The first section opens with a theme in the character of an anthem: Brahms clearly did not believe that human suffering was the only object worthy of being portrayed in art. The scherzo is unique: passionate, restless and with a dance section in the middle part.
The slow third section opens and closes with a cello solo. This melody later became the song Immer leiser wird mein Schlummer.
The finale begins with a joke in the style of Beethoven – not in the main key. Brahms accompanied it with the remark “graciously” which he had previously used only in his scherzos.
The official premiere of the concerto took place in Budapest, the unofficial premiere somewhat earlier in Meiningen when Hans von Bülow had given Brahms the opportunity to test his latest works live. Brahms’ piano technique had by no means become simpler, but it had acquired a sheen it was lacking. Unlike the First, the much more complex Second Concerto proved an instant “hit” and the composer performed it dozens of times on tour, swapping places with von Bülow at the piano and the conductor’s stand.
Barely familiar with his piano sonatas, Robert Schumann saw a symphony composer in Brahms. Composing for orchestra was Schumann’s legacy to his younger colleague. Clara Schumann, who had at one time inspired her brilliant husband to turn to the symphony genre, now inspired Brahms to work in that genre too (interestingly, both composers wrote four symphonies apiece).
In Brahms’ First Symphony (1862–1876) there is much that is reminiscent of Beethoven. The music moves “from darkness to light,” here you can sense the desire and readiness “to grab destiny by the throat” and the entire first movement flows in a battle between high and low voices. Following the example of Haydn’s late sonatas and Beethoven’s Third Piano Concerto, the second movement was composed in a tonality very remote from the main one as if it were flowing in some other reality. The third movement is a gracious and feminine scherzo. The finale is one of Brahms’ most intense achievements, one of which he was justifiably proud.
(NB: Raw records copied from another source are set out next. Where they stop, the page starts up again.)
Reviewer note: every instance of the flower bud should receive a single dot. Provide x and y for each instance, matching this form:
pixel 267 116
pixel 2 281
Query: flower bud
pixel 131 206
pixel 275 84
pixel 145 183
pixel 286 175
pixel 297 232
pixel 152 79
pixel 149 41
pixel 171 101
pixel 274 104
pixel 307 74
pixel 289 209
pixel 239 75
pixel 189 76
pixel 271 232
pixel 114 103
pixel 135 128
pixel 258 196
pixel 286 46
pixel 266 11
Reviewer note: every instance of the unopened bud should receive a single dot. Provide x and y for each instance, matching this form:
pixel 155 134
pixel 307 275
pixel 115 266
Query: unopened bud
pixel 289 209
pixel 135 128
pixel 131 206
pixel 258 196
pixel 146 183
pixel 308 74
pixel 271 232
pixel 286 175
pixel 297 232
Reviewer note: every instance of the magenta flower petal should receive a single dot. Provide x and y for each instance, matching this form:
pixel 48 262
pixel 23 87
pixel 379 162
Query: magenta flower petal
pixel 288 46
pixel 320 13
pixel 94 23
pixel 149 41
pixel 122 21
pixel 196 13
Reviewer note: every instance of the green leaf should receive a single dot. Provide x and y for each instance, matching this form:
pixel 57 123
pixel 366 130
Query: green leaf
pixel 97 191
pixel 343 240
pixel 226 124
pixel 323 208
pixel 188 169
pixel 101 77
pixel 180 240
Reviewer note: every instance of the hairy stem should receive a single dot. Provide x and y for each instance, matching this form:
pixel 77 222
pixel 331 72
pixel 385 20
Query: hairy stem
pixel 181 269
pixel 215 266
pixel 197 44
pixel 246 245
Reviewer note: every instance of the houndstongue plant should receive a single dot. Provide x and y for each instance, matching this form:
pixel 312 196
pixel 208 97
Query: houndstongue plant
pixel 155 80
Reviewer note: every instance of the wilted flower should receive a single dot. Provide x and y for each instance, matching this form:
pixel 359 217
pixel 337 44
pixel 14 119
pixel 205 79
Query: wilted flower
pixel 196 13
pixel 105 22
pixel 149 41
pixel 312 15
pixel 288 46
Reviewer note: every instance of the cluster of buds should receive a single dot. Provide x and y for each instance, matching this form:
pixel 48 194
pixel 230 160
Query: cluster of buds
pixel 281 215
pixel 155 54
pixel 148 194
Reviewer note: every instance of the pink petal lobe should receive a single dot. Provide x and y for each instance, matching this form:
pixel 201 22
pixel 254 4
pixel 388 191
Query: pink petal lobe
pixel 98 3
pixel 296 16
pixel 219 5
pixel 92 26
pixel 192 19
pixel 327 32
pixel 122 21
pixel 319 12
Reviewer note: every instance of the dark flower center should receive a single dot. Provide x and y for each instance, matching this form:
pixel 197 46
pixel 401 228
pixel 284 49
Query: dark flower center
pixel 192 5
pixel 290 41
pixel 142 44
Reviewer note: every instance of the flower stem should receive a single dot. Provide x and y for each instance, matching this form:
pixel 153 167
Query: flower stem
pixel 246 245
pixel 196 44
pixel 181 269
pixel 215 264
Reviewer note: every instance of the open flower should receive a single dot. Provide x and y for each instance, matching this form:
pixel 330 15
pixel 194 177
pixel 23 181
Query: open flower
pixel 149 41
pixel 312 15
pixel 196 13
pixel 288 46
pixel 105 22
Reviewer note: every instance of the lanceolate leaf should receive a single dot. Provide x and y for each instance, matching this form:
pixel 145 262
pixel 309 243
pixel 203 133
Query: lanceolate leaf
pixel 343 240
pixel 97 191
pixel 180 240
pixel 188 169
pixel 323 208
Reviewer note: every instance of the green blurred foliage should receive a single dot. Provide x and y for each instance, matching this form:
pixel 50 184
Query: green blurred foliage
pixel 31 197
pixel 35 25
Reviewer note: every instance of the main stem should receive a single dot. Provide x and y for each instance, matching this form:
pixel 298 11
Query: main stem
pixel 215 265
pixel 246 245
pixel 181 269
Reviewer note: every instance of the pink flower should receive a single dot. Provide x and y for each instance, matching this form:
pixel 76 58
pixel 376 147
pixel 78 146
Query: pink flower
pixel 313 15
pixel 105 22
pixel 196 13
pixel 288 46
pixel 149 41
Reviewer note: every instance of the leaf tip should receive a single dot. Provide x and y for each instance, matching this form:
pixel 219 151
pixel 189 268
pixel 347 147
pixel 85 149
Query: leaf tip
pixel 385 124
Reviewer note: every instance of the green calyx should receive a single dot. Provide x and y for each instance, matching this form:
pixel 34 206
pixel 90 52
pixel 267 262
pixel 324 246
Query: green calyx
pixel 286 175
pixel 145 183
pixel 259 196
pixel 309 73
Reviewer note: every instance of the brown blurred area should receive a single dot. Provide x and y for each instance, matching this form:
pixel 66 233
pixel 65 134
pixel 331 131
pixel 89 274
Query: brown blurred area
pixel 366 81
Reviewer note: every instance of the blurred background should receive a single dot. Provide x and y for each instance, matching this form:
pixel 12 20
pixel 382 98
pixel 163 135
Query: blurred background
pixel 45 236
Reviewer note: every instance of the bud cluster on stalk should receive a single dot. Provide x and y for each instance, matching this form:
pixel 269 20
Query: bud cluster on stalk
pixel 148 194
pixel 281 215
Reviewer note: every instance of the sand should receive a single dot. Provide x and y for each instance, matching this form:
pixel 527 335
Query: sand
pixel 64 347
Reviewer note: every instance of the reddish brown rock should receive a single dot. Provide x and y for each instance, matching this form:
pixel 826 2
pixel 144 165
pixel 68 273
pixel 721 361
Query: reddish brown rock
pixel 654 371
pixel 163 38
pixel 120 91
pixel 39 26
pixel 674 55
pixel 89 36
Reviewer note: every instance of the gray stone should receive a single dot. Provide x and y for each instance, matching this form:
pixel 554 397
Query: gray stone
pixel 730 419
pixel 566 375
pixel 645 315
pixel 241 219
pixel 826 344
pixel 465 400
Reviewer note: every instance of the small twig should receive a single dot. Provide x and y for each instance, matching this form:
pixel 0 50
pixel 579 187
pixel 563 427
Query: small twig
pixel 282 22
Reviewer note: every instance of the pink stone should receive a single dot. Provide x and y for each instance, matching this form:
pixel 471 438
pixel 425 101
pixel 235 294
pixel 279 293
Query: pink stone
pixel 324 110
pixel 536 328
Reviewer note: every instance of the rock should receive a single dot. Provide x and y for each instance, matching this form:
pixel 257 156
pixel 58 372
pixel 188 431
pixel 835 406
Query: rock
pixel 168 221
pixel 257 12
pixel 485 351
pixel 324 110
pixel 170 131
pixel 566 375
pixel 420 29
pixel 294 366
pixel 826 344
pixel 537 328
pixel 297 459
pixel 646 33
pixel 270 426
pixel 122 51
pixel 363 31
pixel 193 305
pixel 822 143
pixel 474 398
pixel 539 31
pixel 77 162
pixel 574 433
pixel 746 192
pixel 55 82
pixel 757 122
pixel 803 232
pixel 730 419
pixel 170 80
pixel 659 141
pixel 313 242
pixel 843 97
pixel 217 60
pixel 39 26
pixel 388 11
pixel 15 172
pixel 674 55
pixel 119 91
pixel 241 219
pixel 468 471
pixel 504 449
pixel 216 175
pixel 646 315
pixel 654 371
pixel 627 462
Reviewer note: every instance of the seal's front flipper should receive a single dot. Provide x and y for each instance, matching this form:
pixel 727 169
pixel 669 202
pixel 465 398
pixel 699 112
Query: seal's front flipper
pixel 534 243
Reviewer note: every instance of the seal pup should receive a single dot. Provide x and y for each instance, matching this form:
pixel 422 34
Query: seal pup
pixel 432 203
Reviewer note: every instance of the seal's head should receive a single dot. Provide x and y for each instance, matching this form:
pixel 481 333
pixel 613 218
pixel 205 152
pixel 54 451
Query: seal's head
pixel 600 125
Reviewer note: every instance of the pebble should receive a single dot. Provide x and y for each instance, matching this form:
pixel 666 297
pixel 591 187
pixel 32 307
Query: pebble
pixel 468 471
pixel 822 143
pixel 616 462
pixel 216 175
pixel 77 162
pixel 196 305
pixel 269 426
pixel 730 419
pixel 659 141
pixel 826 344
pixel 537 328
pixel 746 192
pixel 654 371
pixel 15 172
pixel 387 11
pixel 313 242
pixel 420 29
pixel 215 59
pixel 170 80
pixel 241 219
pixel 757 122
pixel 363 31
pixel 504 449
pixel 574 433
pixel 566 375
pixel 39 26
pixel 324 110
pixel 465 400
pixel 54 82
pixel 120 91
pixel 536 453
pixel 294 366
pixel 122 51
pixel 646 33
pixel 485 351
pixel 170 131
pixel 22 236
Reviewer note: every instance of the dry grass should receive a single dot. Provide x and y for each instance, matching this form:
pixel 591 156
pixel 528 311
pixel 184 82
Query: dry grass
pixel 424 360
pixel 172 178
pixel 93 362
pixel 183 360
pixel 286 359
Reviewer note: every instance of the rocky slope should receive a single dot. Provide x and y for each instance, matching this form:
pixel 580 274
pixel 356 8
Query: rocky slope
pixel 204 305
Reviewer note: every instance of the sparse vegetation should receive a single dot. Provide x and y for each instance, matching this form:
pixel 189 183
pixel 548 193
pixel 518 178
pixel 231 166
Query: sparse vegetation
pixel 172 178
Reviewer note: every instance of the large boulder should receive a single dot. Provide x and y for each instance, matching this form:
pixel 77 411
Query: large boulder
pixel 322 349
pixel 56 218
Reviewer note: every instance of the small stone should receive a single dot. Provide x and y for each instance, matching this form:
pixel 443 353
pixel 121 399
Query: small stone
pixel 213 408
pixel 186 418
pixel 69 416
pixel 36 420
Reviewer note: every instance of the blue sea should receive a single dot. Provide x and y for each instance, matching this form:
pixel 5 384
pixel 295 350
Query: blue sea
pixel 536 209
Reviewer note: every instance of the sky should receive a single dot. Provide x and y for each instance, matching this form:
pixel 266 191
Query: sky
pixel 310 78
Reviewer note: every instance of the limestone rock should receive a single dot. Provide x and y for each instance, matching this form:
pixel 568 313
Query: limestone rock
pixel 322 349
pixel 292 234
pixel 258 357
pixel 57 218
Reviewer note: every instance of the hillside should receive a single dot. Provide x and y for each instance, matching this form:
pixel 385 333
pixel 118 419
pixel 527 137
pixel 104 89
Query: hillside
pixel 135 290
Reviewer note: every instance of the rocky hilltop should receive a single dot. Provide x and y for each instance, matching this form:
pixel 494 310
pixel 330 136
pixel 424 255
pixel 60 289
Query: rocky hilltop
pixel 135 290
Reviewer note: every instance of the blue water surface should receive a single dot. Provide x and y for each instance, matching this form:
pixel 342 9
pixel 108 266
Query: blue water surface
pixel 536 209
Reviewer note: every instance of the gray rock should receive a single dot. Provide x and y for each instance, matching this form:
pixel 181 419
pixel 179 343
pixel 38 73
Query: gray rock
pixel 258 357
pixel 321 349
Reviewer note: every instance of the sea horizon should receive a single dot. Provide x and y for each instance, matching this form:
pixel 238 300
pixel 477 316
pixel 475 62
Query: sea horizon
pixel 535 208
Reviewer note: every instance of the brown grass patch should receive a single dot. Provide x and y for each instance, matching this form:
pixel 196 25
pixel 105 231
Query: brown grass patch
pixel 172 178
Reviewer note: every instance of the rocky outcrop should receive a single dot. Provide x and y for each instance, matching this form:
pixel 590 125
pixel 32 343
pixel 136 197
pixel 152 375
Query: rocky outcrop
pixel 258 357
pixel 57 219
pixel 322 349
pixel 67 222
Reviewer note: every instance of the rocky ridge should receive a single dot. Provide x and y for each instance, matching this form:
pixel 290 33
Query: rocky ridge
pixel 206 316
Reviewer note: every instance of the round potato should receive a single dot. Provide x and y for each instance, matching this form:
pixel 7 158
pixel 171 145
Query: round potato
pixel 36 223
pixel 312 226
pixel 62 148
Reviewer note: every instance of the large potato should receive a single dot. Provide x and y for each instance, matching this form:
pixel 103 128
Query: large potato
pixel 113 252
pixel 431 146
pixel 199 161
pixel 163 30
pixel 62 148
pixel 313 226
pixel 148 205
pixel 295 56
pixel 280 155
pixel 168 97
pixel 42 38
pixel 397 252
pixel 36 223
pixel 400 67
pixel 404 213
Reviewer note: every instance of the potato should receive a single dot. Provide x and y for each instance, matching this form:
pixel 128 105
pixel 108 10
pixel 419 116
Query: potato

The broad theme in major key from the introduction may have suggested to Mahler the idea that a “symphony should be like the world.” The main theme with its many voices resounds like a chorale, in parts resembling Beethoven’s Ode to Joy: after the battle in the first movement, in the finale a long-awaited union occurs.
The symphony was published by Simrock, and published so well that Brahms wrote to his publisher of their joint work “It is lying on the piano and is delighting and surprising everyone; I have to stop young composers seeing it, otherwise you would be sent too many symphonies.”